Oh dear. After the debacle with Microsoft Poland's apparent racist photoshopping, Microsoft China went and got the company in hot water for allegedly "stealing" code. Yes you read that right: Microsoft and wholesale "theft" of code from another website. Of course it's not "theft" it's copyright infringement but tomayto/tomarto. Microsoft confessed blaming a vendor they had worked with. No surprise really but the damage to their name may have already been done. There's more to discuss here than Microsoft's already tarnished reputation though. The issue raises some important points in favour of free software and points to why more if not all code should benefit from free licencing.
Inspired web coding
Richard Stallman started the FSF and the GNU project while lamenting the culture of learning from shared code he had experienced. Unlike desktop and server software development, the web has long been a hotbed of learning by observing. Since it's earliest days, web programmers have always looked at the HTML, CSS and client-side scripts behind various websites. Mostly this will have been done for inspiration. I have little doubt that sometimes code has been wholesale lifted from other sites. Anyone who used the web in the mid to late 90s will remember the ubiquitous JavaScript rippling-water effect and when JavaScript-based hover images first appeared. Similarly the propagation of CSS probably owes as much to the accessibility of the files as it does to the structure of the language. I would imagine that many a web-developer has increased their knowledge "in the field" by simply browsing sites and viewing the source code. This is a well-known and oft-exploited side-effect of mark-up and client-side scripting languages. The source is sent in plain text and can thus be read by anybody viewing the resulting webpages.

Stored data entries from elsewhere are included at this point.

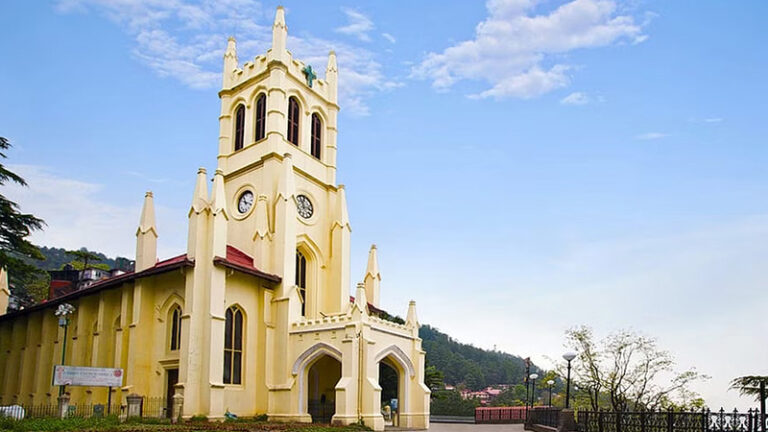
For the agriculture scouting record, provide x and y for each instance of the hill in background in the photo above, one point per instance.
(474, 367)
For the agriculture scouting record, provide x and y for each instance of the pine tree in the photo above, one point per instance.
(15, 227)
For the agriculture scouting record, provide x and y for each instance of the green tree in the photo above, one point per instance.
(84, 256)
(433, 378)
(749, 385)
(15, 228)
(626, 368)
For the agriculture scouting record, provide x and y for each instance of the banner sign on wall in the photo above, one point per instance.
(87, 376)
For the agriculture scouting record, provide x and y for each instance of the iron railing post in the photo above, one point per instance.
(670, 420)
(706, 413)
(762, 405)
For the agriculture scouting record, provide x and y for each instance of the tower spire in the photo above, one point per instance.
(146, 236)
(230, 61)
(279, 33)
(372, 278)
(200, 198)
(332, 77)
(5, 293)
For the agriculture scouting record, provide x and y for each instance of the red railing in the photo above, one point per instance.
(499, 415)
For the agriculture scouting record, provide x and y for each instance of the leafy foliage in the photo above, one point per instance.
(15, 227)
(465, 364)
(56, 258)
(749, 385)
(628, 371)
(450, 402)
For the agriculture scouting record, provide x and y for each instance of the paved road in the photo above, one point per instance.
(465, 427)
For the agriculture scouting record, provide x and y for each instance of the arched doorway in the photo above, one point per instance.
(389, 381)
(322, 377)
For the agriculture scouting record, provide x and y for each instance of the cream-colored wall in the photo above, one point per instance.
(31, 344)
(249, 398)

In this instance it appears Microsoft China viewed the JavaScript source code behind the Canadian Plurk micro-blogging service. Plurk (who claim to be "Asia's leading micro blogging service") give examples of their code and the code behind Microsoft's own micro blogging service ("Juku") and by my reading it does seem that Microsoft China use code that is remarkably similar if not identical to the Plurk code. But whether Microsoft have "stolen" this code or not is not what interested me about this story -- although I will admit there was a certain delicious irony about it. I was interested in what it had to say about code licencing on the web.
Most webpages produce HTML that is covered by standard copyright. No licence is given or indicated. Thus you the user are not given any indication about how you may use the code if at all - in which case you must assume that you cannot copy it. However there's nothing to stop you looking at the code and working out how something was done and then reproducing a similar situation on your site. As said above (and partly because of the nature of HTML and mark-up coding) this situation has traditionally led to unspoken code sharing between websites. This is fine for code within the page-source itself but scripts that are referenced from the main page are slightly different and require more effort to be "inspired" by. To view them you need to examine the HTML source and grab the URI of the script. Then you can get that and examine it. As said I imagine there is many a web-developer who has built-up their skills by examining others' scripts. What usually does not happen though is somebody copying the look and feel of a site (phishers excepted) as nobody wants their site to be exactly like another one. In this case it would seem that Microsoft China left the look and feel the same and it was probably this which brought the matter to Plurk's attention.
Ambiguous licencing and authorship leads to confusion, replication and accusations of subverted code
The problem is that this culture has created a grey area where the original developer has not included any terms of use or re-use in their scripts. Often you will see just the code and that's it - not even a copyright notice. Examining such code, you have no idea whether it is original work, inspired or just plain ripped from another site. The law would say that a copyright alone (with or without a notice) will mean you can look but not touch but there's a reason why nobody has been prosecuted of "stealing" HTML code (that I am aware of). The practicalities of it are that if there is a good chance the code you are looking at is a combination of original, mash-up, inspiration and even the odd ripping then does the owner of the site have the right to restrict you from doing the same. With a mark-up language there are also fewer ways to achieve the same result so it's entirely likely that two developers can develop almost identical code independently of each other. The truth is that ambiguous licencing and authorship leads to confusion, replication and in extreme cases, accusations of subverted code.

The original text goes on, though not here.